Patients with recurrent metastatic urothelial carcinoma have poor clinical prospects because of the scarcity of effective treatments. A growing body of evidence suggests that immune checkpoint inhibition can offer effective treatment for patients with urothelial carcinoma, as in other tumour types. The results presented here support further development of PD-1 checkpoint inhibition in larger trials of this disease.

A promising target for immunotherapy is the PD-1/PD-L1 immune checkpoint. PD-1 is expressed on T cells and can inhibit T-cell responses on interaction with its ligands, PD-L1 and PD-L2; high PD-L1 expression has been found in bladder tumour cells.9, 10 In a clinical trial with atezolizumab,¹¹ an antibody that blocks PD-L1, 15% of patients with metastatic or surgically unresectable urothelial carcinoma who were previously treated with platinum-based chemotherapy responded to treatment, leading to US Food and Drug Administration approval of this drug for the treatment of patients with locally advanced or metastatic urothelial carcinoma who have disease progression during or after platinum-containing chemotherapy or disease progression within 12 months of neoadjuvant or adjuvant treatment with platinum-containing chemotherapy.

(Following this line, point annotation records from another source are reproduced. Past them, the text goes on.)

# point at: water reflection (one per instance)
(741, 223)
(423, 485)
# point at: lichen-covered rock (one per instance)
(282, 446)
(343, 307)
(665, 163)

Treatment with nivolumab, a fully human monoclonal IgG4 antibody that blocks PD-1, has proven effective in several solid tumours. Compared with comparator treatments (eg, dacarbazine, docetaxel, or everolimus), nivolumab improved overall survival in melanoma,¹² non-small-cell lung cancer,13, 14 renal-cell carcinoma,¹⁵ and head and neck cancer,¹⁶ and studies have shown promising clinical activity in several additional malignancies including Hodgkin’s lymphoma¹⁷ and microsatellite-unstable colorectal cancer.¹⁸

Nivolumab is being investigated in an ongoing multicentre, open-label, phase 1/2 clinical study of several advanced or metastatic solid tumour types (CheckMate 032).19, 20 We report the activity and safety of nivolumab monotherapy in a cohort of patients from this study who had locally advanced or metastatic urothelial carcinoma (unselected for PD-L1 expression) and were previously treated with platinum-based chemotherapy.